2014-05-14

Same difference

If there is anything I love about this life and this world, it's the diversity. Really. It can't be colorful enough, diverse enough, multi-culti enough for me.

Here we are, all of us, on one small planet, somewhere in the middle of a rather small solar system, somewhere at the edge of a galaxy, in the endless vastness of space. The universe is huge and we've got pea brains. How is that supposed to work? Still, those pea brains produce enough whatever to allow us to go to the moon, cure some diseases, think about weird stuff, and also pollute the planet, destroy the atmosphere and bring ourselves to the brink of destruction. Tell me why that is, in and of itself, not worth contemplating?

In all of my musings, of course, I keep coming back to one point: even though we're all so different -- actually unique as individuals -- there is so much about us that is still the same: our feelings, our sorrows, joy, pain, desires, wishes, hopes, and aspirations. We'd all, it appears, like to live a decent life (whatever that means) and not have to worry as much as we do about as many things as we do. I get the feeling that we'd all just like to know that our children are doing OK, that they are healthy and (at least sometimes) happy, that they have enough to eat and, when the situation calls for it, can celebrate and be happy about births and marriages and birthdays and whatever else is reason for joy.

OK, I'll admit it, I haven't been everywhere. But, wherever I've been, this is what I have seen and felt that people want. From all the TV shows, documentaries and travelogues that I have read, I get the impression that this is what most people want. I'm beginning to think -- though admittedly all evidence is not yet in -- that this is somehow a feature of the human condition.

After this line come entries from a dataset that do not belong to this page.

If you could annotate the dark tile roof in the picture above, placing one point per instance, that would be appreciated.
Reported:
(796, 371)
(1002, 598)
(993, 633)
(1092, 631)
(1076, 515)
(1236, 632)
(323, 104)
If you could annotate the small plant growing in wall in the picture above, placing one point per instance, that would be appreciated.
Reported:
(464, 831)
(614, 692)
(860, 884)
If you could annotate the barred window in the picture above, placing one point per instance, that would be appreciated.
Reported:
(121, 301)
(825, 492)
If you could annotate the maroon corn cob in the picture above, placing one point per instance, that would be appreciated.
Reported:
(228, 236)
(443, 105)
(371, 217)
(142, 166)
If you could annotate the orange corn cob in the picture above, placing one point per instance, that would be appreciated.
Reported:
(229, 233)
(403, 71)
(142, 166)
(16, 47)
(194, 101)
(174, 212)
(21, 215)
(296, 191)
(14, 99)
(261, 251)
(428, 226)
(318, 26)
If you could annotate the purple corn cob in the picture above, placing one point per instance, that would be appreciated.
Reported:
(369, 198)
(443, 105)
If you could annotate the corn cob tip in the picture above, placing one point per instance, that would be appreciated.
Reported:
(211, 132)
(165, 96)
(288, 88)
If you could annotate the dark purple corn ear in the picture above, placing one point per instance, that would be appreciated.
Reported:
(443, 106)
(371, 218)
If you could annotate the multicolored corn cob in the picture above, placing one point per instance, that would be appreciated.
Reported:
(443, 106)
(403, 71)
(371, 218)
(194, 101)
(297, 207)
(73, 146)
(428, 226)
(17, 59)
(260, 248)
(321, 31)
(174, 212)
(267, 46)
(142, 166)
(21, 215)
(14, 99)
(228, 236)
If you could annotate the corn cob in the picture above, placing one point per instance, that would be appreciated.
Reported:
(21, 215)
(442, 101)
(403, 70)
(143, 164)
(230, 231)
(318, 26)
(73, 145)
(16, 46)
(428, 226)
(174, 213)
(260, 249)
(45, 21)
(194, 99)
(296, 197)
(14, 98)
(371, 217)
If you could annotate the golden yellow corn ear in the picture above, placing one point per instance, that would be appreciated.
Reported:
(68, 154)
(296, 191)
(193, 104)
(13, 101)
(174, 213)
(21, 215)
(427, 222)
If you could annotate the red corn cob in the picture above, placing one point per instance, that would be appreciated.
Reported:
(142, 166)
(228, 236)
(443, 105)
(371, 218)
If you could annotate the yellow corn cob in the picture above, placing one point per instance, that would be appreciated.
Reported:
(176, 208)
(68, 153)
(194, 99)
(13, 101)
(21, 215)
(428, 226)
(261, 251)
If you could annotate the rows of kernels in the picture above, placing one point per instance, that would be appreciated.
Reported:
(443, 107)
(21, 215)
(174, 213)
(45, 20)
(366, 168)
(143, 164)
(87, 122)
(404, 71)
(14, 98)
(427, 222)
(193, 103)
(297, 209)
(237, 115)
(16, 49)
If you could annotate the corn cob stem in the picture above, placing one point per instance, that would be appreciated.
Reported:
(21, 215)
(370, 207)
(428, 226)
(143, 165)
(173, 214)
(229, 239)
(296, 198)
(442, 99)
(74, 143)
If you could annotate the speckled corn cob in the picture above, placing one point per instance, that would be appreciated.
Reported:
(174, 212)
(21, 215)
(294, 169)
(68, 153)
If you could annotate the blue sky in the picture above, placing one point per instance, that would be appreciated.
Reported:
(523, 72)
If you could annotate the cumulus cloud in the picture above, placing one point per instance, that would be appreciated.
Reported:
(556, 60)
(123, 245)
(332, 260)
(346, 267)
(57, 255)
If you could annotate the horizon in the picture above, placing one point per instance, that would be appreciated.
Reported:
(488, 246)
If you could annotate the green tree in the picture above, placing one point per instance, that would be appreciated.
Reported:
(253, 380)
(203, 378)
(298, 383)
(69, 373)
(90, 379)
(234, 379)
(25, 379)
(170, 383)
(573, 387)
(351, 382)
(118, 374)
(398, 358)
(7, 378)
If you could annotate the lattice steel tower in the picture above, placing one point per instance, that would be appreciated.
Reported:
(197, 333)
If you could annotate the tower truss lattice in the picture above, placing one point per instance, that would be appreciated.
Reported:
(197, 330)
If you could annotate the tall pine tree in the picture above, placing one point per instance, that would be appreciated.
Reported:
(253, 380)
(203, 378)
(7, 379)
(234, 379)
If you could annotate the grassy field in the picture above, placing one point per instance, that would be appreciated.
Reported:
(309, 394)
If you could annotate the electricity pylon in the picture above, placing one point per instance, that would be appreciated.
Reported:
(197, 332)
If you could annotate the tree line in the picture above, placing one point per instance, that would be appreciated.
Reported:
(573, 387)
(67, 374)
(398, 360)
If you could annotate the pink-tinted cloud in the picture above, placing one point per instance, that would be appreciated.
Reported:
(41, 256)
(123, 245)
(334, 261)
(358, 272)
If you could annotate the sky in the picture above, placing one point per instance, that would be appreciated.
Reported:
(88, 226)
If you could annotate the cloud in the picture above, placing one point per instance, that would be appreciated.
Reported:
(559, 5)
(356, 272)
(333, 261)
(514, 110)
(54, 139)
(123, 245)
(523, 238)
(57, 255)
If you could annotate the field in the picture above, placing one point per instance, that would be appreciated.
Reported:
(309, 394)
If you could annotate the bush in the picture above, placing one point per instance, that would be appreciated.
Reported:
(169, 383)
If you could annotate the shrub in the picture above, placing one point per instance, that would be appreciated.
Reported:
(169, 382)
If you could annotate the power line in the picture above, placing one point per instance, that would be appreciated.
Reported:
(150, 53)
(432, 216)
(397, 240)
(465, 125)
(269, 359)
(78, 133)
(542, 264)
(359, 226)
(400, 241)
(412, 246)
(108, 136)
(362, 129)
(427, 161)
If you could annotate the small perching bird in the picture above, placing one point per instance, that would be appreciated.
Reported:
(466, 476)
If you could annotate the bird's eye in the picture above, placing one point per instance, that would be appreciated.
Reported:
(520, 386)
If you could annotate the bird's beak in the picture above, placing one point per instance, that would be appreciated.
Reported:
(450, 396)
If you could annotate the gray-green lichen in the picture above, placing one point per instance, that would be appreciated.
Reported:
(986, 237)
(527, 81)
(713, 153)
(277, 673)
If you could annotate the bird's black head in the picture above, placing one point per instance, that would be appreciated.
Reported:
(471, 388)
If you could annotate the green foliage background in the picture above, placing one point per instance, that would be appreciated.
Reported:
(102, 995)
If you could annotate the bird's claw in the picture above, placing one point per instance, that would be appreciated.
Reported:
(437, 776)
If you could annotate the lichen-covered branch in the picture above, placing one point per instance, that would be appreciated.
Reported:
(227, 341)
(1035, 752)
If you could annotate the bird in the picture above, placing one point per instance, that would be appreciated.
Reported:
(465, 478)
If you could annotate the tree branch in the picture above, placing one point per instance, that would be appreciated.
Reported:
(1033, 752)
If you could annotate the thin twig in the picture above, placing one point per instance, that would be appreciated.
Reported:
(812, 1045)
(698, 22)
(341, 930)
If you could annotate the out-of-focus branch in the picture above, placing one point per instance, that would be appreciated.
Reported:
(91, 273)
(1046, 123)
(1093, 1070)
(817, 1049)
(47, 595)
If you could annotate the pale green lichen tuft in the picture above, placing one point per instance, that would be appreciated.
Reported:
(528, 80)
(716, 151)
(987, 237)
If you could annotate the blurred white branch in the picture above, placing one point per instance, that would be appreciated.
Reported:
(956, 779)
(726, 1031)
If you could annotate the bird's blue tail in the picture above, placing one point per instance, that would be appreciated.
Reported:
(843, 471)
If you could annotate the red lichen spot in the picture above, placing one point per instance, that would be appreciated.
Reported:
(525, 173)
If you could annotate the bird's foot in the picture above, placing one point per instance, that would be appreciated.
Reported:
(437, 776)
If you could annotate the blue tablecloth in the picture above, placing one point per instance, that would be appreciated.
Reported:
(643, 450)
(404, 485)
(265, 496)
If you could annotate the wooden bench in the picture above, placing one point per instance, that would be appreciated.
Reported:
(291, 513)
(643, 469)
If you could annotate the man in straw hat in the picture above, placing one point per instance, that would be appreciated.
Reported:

I really don't know what the difference is between me, a Wall Street banker, a worker in a German factory, a French civil servant, a peasant in China or an Aborigine in Australia. Oh, our circumstances are very, very different, but how we all feel about the world around us ... well, I can't really see how different it is. We feel the same joy and pain, we suffer from the same diseases ... where is the fundamental, existential difference? I just don't see it.

On the outside, we're very different: our hair, eyes, skin, stature, build ... you name it ... are very, very different. On the inside, our intelligence, our attitude, our self-understanding, our face-to-the-world ... if you know what I mean ... are very different as well. But deep down ... and I mean really deep down, at the core of our being, at that space-time that defines us as being "human" ... well, I'm not sure there's all that much difference at all. I haven't been able to locate that difference, but I've sought far and wide. I've tried to find it in every person I have ever met. But, as it turns out, the more I look, the more I find out that in the most important, essential and deepest ways, there just isn't a lot of difference between Mike and Jane and Michele and Rolf and Dimitry and Joanna, and Jose and Qiang and Kwame and ... well, you get the point.

It takes a while before you realize that we're really not all that different from one another. And it takes a little longer to realize that we're all more alike that different. But once you do, I can assure you, the world becomes a simpler place, and as a result, it becomes a better, more livable place as well.